Burman published Latin editions of Phaedrus (1698), Horace (1699), Valerius Flaccus (1702), Petronius (1709), Menander and Philemon (1710), Ovid (1713 & 1727), Velleius Paterculus (1719), Quintilian (1720), Justin the Historian (1722), various minor Latin poets (1731), Suetonius (1736), and Lucan (1740) He died while editing the work of Vergil, an edition that was completed by his nephew.

Burman also emended Thomas Ruddiman's edition of George Buchanan's Latin works, continued Graevius's Thesauruses of Italian and Sicilian history, and wrote the treatise De Vectigalibus Populi Romani (1694) and A Brief Description of Roman Antiquities (1711). His Sylloge of Letters Written by Illustrious Men (1725–27) contains biographical material on scholars.

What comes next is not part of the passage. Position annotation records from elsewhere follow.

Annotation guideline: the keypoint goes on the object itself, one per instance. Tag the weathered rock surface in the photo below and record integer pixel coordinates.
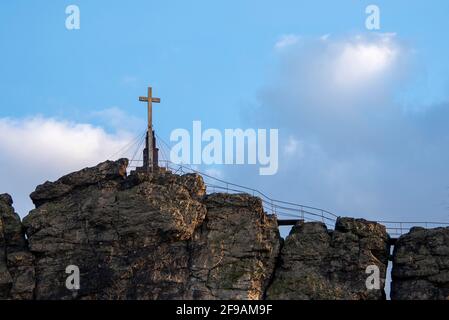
(235, 250)
(421, 265)
(148, 237)
(319, 264)
(16, 262)
(160, 236)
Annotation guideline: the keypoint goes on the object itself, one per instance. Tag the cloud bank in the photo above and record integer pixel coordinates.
(349, 145)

He edited several other volumes of letters as well.

The list of Burman's works occupies five pages in Saxe's Onomasticon. His Latin poems and orations were republished after his death. There is an account of his life in the Gentleman's Magazine for April 1742 by Samuel Johnson.

==Legacy==
In his edition of Petronius's Satyricon, Burman demonstrated that the supplementary material recently added to the text by François Nodot was in fact a forgery.